Diedra Henry-Spires, CEO of the Dalton Daley Group, a nonprofit advocacy group running point on the push for MIECHV reauthorization, described it as a working lunch attended by “R’s and D’s.”
Attending the meeting: Roxane White of Nurse Family Partnership; Dan Duffy of Healthy Families America; Staci Croom-Raley of HIPPY; Darcy Lowell of Child FIRST; Sarah Walzer of the Parent-Child Home Program; and Constance Gully of Parents as Teachers.
MIECHV was created as part of the Affordable Care Act, and provides states with funds to support a list of approved home-visiting models. These programs pair new and expecting mothers with health, social service or child development professionals to prepare for parenting.
Since its original authorization expired, MIECHV has been saved with $400 million annual extensions attached to other health care laws, most recently the bill to update Medicare in 2016. President Trump’s budget pencils in another two-year, $400 million extension for the program.
The “MIECHV Lobby,” such as it is, is asking for a standard five-year authorization that brings annual appropriations up to $800 million.
The message from Congressional staff, Spires said, was that reauthorization is still on track. At issue is how to pay for a possible expansion of the program, which might involve cuts to other youth- and family-serving streams.
“That part, the offset game, isn’t our job,” Spires said. “But everyone in this environment is worried that a program you love could be used to pay for a program you love.”

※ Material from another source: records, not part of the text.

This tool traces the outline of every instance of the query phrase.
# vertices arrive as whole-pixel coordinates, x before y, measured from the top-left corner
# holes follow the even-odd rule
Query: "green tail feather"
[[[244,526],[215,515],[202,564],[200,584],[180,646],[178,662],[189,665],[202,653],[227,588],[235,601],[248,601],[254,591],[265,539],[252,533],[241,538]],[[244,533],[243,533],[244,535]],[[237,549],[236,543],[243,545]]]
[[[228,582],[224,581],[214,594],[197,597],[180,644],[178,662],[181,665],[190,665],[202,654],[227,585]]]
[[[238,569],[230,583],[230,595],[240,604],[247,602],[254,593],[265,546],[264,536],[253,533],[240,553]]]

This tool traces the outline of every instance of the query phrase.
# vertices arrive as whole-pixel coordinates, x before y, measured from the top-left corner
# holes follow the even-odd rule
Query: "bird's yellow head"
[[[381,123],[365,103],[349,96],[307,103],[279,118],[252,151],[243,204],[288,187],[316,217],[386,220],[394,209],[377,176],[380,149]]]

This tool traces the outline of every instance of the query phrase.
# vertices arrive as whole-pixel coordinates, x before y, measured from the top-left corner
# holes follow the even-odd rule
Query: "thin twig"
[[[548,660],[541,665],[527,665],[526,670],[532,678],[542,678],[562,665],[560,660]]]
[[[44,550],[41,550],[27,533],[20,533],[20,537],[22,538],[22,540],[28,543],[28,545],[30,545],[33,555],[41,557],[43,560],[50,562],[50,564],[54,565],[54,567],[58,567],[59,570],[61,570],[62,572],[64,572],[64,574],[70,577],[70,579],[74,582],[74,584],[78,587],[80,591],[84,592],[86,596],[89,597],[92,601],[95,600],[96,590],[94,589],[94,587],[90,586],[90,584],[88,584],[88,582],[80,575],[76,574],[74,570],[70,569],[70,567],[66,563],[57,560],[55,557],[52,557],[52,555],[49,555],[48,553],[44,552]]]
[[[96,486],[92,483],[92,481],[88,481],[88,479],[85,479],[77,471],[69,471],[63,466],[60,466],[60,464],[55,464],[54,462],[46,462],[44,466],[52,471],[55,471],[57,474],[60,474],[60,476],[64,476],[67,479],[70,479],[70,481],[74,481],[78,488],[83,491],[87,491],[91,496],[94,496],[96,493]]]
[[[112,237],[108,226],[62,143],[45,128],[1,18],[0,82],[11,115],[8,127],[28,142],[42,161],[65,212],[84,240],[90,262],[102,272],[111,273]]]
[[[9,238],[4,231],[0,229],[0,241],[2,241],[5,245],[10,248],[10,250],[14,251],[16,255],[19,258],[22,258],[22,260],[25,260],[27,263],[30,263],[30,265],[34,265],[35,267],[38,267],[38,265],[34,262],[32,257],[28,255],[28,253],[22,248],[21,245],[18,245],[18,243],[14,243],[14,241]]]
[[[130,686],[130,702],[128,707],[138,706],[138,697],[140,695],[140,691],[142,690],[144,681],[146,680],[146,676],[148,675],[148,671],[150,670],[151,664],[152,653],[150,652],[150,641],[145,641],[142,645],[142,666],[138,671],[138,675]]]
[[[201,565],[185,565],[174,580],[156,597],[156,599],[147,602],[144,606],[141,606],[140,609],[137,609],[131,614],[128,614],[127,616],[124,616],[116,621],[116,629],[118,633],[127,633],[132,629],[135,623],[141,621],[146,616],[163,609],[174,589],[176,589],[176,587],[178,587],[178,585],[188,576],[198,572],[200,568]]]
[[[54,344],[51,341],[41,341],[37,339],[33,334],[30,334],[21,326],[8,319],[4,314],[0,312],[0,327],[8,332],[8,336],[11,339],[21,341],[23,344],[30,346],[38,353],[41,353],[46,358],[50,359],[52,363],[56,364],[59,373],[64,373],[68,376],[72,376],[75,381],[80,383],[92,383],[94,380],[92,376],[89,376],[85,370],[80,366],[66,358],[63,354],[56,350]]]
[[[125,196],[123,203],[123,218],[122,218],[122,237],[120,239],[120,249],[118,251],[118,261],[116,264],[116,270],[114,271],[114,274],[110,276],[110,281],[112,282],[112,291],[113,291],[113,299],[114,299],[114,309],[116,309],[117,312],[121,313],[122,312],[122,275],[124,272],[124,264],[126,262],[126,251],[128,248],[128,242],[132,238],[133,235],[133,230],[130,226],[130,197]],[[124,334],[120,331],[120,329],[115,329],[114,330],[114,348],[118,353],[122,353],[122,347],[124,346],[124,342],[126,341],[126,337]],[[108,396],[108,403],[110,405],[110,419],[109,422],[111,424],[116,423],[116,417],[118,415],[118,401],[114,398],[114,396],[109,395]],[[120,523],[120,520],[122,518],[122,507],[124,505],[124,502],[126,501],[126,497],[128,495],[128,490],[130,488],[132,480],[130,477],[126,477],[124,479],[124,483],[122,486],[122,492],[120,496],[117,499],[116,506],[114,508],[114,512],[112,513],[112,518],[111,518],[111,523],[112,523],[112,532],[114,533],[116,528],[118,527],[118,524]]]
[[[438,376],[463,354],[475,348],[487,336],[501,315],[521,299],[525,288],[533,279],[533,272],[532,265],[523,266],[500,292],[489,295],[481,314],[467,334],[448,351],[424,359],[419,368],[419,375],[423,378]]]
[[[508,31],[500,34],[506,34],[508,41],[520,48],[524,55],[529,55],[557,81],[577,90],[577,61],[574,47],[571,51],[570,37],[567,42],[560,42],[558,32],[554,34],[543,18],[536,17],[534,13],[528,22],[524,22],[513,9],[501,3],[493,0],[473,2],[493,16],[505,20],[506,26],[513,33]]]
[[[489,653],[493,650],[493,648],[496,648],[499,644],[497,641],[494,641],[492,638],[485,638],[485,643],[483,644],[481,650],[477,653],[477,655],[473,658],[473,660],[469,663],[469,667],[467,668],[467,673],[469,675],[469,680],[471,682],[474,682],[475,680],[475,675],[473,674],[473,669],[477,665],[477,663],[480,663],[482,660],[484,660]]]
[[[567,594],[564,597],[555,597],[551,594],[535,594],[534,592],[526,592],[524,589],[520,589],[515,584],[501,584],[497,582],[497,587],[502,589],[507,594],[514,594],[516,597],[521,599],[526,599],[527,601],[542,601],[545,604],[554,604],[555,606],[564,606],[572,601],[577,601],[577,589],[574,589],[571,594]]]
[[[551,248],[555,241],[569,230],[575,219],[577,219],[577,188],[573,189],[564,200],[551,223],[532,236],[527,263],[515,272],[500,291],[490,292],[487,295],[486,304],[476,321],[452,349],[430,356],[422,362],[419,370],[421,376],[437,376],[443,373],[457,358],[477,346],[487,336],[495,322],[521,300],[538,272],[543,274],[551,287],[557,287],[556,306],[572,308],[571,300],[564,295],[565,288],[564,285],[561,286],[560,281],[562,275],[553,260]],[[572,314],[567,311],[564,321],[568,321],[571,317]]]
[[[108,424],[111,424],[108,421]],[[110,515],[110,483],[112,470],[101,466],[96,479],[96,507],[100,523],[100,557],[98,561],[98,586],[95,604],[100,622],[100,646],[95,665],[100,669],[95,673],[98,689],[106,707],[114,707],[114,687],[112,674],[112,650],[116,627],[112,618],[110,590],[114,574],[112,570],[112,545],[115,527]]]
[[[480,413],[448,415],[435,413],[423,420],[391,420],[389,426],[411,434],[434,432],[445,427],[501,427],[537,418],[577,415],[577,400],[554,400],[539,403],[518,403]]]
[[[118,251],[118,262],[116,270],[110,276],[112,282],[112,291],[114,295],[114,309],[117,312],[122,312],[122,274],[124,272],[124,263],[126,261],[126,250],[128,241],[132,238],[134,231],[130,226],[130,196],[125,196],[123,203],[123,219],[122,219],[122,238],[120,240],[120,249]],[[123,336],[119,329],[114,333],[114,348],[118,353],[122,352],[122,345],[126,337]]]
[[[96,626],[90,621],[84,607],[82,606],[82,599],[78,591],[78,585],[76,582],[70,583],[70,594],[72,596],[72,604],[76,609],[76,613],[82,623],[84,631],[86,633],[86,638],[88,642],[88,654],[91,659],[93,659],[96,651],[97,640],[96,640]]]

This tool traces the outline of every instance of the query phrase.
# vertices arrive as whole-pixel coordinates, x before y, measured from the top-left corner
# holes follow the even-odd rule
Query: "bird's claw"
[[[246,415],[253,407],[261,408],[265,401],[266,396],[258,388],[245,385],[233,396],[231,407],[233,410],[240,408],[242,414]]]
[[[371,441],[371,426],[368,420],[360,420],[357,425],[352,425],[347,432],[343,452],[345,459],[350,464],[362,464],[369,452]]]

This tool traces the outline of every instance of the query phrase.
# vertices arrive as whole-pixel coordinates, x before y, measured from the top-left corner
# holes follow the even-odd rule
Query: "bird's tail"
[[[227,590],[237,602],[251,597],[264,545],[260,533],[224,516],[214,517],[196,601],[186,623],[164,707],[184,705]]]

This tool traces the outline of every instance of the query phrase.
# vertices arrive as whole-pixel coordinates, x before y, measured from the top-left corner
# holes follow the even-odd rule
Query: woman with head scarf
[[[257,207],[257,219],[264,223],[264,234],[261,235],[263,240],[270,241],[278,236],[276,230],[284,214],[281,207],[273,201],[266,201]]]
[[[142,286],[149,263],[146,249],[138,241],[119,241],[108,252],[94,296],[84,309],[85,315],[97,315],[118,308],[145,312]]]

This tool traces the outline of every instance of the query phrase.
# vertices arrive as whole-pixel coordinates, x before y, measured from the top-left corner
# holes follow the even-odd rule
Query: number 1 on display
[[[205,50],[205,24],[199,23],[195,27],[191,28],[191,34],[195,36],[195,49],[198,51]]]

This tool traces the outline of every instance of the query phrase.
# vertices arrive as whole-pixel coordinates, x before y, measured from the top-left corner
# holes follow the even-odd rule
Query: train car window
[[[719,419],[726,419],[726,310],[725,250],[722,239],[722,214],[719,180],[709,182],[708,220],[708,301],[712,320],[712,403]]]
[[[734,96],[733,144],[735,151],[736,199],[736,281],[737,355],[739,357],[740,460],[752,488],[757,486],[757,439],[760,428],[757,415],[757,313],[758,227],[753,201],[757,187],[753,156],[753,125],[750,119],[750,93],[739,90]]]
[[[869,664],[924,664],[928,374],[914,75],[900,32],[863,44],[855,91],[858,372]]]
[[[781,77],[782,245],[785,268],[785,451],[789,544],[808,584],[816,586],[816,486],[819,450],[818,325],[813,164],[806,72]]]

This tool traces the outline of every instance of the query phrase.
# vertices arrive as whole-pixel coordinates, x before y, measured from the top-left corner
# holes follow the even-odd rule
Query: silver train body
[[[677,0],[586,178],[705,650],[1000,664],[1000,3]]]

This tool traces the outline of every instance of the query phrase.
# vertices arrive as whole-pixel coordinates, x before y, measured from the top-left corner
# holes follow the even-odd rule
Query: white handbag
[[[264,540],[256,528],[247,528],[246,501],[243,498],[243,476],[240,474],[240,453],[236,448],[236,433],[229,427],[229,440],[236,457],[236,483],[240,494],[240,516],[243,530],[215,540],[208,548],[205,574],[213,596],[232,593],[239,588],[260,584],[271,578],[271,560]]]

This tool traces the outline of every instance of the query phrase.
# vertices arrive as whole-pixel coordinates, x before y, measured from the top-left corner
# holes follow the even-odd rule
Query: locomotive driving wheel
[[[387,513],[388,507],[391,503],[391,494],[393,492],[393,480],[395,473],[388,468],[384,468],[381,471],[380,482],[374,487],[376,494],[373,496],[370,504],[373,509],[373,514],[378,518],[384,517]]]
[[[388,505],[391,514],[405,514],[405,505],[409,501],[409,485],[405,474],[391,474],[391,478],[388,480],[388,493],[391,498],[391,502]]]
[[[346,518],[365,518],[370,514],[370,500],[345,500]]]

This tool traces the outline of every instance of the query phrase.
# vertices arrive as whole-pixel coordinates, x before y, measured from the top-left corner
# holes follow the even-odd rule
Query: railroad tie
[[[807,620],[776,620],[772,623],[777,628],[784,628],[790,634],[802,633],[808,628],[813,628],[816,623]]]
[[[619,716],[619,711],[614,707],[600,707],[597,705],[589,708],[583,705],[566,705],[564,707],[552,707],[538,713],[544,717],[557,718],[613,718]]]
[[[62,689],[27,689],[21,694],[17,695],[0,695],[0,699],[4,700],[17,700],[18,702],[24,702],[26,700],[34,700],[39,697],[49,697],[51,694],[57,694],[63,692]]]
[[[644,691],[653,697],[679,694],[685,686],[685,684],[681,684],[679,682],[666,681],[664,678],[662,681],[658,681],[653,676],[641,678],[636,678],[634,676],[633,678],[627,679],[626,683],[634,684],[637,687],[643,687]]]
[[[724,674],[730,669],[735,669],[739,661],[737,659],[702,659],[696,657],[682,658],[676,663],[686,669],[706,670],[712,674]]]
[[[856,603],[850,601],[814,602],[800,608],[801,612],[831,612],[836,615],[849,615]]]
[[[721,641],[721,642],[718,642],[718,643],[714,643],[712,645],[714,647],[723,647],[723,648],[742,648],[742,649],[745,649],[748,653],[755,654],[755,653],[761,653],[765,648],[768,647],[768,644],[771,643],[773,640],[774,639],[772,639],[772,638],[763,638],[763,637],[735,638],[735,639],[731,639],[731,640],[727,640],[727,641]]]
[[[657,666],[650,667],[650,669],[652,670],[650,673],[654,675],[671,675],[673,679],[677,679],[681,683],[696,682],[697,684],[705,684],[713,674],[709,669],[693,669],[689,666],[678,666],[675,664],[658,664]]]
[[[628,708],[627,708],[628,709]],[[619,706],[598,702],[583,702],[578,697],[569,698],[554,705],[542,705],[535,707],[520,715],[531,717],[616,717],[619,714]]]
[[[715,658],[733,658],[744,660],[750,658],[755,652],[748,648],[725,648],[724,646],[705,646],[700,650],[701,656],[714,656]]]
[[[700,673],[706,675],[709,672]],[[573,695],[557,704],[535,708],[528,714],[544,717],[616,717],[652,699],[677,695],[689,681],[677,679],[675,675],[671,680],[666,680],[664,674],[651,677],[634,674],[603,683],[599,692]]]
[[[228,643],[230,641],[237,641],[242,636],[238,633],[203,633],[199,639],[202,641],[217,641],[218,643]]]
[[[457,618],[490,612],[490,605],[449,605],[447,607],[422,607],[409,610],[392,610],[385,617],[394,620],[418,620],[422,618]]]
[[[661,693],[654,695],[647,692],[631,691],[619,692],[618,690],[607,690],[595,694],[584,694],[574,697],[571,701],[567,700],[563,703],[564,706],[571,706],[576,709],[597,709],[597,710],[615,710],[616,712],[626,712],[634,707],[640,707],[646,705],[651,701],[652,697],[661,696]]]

The message from CEOs to staff was that things will become very unstable if this doesn’t happen before September, which is when the current MIECHV authorization expires.
“September has to happen so that families keep getting served,” Spires said, and that failure to do so will risk significant layoffs by home-visiting programs and possible termination of services to at least some clients.
Spires sense is that if Congress can move MIECHV in both chambers, it will have support in the Trump Administration. Health and Human Services Secretary Tom Price, a fiscal conservative in Congress before his current post, voted for MIECHV as part of the Medicare bill, Spires noted, and Vice President Mike Pence inked an expansion of Indiana’s home visiting services during his tenure as governor.